Ergueria versos onde tombaram corpos,
e onde o silêncio é espesso como fumo,
eu plantaria metáforas em forma de abrigo.
Diria aos escombros que são ainda casa,
ao chão rachado que ainda guarda raízes,
à criança sem nome que ainda é promessa.
Se a poesia pudesse,
eu lavaria com sílabas os olhos da mãe
que viu seu filho ser tragado pelo fogo
e depois pelo esquecimento.
Com um poema breve,
desarmaria o fuzil em cada esquina,
faria da mina terrestre uma flor selvagem,
e daria um novo nome ao medo:
resiliência.
Se de poesia se curasse a injustiça,
eu transformaria os discursos falsos
em cinzas varridas pelo vento da verdade.

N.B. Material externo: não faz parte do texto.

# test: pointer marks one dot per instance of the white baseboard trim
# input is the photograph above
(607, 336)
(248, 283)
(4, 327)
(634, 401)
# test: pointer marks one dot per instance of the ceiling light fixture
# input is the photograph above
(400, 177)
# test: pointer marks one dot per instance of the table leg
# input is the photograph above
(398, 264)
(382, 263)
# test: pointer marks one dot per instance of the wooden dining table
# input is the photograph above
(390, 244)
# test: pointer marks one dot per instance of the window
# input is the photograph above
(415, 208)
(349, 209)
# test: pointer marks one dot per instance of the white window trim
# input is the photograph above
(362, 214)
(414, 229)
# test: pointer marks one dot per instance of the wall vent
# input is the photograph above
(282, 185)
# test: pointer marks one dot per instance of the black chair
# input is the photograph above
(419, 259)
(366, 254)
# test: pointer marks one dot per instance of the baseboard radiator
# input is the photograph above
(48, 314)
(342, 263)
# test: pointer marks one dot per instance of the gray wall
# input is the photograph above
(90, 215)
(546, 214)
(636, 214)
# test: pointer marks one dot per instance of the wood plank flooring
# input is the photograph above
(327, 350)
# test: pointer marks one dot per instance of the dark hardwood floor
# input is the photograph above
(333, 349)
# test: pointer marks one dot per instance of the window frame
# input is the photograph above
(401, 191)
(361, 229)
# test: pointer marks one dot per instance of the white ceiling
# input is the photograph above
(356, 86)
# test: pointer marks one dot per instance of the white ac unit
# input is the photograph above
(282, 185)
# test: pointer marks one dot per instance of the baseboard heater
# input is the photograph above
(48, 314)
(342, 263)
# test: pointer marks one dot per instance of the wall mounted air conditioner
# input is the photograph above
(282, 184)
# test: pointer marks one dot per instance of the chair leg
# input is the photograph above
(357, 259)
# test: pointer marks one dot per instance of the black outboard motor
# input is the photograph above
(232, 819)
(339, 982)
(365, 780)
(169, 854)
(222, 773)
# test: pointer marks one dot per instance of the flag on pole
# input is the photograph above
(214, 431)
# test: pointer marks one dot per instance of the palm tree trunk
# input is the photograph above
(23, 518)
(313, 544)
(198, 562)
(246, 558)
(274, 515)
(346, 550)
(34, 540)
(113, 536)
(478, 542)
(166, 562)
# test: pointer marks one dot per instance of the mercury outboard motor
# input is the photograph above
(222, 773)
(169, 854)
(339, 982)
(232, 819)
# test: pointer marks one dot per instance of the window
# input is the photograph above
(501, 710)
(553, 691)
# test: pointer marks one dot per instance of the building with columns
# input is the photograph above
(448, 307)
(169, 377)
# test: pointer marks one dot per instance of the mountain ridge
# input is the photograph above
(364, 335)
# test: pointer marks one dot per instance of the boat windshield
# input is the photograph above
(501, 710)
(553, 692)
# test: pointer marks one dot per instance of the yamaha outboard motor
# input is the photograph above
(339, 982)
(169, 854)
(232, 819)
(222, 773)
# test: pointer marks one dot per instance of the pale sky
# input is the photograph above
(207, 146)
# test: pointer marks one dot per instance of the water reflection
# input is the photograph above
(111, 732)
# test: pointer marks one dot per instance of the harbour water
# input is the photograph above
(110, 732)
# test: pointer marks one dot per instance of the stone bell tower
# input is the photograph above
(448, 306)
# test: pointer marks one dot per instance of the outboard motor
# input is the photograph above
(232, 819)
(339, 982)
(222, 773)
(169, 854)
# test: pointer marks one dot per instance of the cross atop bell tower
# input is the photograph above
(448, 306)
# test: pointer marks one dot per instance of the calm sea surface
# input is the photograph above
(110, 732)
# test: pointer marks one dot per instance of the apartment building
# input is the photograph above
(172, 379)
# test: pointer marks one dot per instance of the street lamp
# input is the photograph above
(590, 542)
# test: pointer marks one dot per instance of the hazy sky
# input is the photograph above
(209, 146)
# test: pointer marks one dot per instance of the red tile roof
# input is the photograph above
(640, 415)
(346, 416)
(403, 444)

As cúpulas das multinacionais desabariam
ao peso de um único verso justo.
E os rubis, envergonhados, se esconderiam da ganância
para brilhar apenas nos olhos de quem lavra a terra.
Se a poesia fosse remédio,
eu a colocaria nas mãos do pescador deslocado,
nas panelas vazias das mães refugiadas,
no regaço da avó que ainda canta
para não esquecer.
Mas a poesia não cura, não sozinha.
Ela aponta, denuncia, eterniza.
Ela é o grito que não morre,
o rastro do que fomos e do que ainda podemos ser.
Se de poesia se sarasse uma ferida,
eu sararia Cabo Delgado.
Mas como não basta palavra para deter o aço,
eu deixo este poema como faísca —
e que a justiça seja o fogo.
Porque há dores que só não nos matam porque já nos fizeram poema.